I also do a lot of 'alternative' stuff. I'm attaching a link to a video of someone demonstrating a certain way to release trauma. Over the past 2 or so very stressful years in my life, these alternative methods have (I believe) helped me keep from losing it altogether.

I'm including this just in case you want to try it. It take 4 minutes & is free - not to much of an investment to try something out.
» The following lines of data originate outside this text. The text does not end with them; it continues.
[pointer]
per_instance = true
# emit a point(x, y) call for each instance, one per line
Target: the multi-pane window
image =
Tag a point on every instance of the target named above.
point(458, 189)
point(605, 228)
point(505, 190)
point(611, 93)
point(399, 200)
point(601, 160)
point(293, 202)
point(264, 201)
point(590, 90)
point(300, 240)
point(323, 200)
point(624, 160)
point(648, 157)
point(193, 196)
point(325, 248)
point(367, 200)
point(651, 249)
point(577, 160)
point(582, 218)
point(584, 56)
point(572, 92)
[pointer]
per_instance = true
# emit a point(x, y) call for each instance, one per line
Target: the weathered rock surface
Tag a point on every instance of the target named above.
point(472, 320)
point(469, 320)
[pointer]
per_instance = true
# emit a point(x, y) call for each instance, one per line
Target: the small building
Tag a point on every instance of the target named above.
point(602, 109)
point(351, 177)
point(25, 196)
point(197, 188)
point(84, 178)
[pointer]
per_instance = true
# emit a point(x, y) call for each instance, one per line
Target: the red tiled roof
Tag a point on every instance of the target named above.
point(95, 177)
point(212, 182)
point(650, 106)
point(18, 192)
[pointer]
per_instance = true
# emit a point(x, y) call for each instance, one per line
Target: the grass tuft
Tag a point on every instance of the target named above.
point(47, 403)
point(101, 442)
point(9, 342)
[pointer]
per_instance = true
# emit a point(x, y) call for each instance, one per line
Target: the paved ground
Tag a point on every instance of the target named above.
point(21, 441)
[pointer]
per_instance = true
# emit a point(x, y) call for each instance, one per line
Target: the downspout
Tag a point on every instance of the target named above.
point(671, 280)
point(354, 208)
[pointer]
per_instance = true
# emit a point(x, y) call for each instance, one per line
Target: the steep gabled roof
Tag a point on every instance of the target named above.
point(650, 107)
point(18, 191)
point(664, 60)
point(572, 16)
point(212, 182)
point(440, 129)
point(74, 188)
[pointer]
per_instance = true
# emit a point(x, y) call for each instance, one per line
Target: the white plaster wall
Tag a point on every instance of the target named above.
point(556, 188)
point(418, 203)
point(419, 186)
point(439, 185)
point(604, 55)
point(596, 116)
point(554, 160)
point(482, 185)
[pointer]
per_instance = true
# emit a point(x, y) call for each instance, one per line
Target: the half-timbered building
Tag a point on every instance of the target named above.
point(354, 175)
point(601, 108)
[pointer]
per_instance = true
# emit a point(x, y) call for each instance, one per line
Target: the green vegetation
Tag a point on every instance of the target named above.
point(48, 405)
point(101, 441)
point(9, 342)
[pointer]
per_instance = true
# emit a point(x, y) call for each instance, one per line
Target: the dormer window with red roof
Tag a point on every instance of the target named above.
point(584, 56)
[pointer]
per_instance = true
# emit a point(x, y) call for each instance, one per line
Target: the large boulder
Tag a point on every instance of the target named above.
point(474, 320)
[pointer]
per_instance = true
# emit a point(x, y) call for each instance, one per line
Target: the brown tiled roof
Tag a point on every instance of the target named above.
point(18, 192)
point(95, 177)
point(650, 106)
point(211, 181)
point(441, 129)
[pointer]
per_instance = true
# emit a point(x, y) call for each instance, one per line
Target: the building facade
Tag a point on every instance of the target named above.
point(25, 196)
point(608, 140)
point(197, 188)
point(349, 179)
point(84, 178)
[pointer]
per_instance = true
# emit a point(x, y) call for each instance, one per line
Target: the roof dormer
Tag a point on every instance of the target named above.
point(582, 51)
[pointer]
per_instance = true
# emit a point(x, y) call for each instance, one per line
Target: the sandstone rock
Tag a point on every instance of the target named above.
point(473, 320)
http://youtube.com/watch?v=KRXdQNA3aEk

I'm so glad you have your lovely children & I ALSO can relate to how you feel about sort of 'counting your blessings'.

All the best, Kath

 

Lou's reply to Kathlee-wtrvlif » kahlee

Posted by Lou Pilder on March 20, 2008, at 20:40:47

In reply to Re: Lou's reply to Kathlee-anwsng » Lou Pilder, posted by kahlee on March 19, 2008, at 21:21:04

> Lou,
> The imagery you talk about is like what I see in my dreams. All I want is peace. Sometimes I just think that this is how things are supposed to be. That all of these experiences are learning experiences, teaching me lessons that I will need in my next life / afterlife etc. I'm trying so deperately to find meaning and validation for the pain that I feel, that I have felt for more than 20 years. I see the beauty in my life, the blessings. Somehow, it makes me feel guilty that I have been given so much but yet I am still so unbelieveably sad and empty. How can I feel empty when I have two amazing, beautiful children? They are my joy, and I feel like by not being happy in my life, I'm somehow disrespecting the gifts I have been given... thus, more guilt. I just don't know.

Kathlee,
You wrote,[...All I want is peace...to find meaning...sad an angry...just don't know...].
As I see in your writing, I see a wilderness, a desert, a wildernes an desert of the spirit that have made you thirsty.
What I have been writing here about is peace, but not as the world gives. It has been revealed to me that there is a peace that goes beyond understanding and that this peace comes from above and is given to those that, like yourself, thirsts to find a way out from sadness and anger.
This peace is without price.
It has been revealed to me that peace can be found in the rain, for there are the waters of Life.
The rain comes down from heaven and does not return there but waters the earth. There is a living rain that comes doen from heaven and waters the spirit of those that thirst for peace.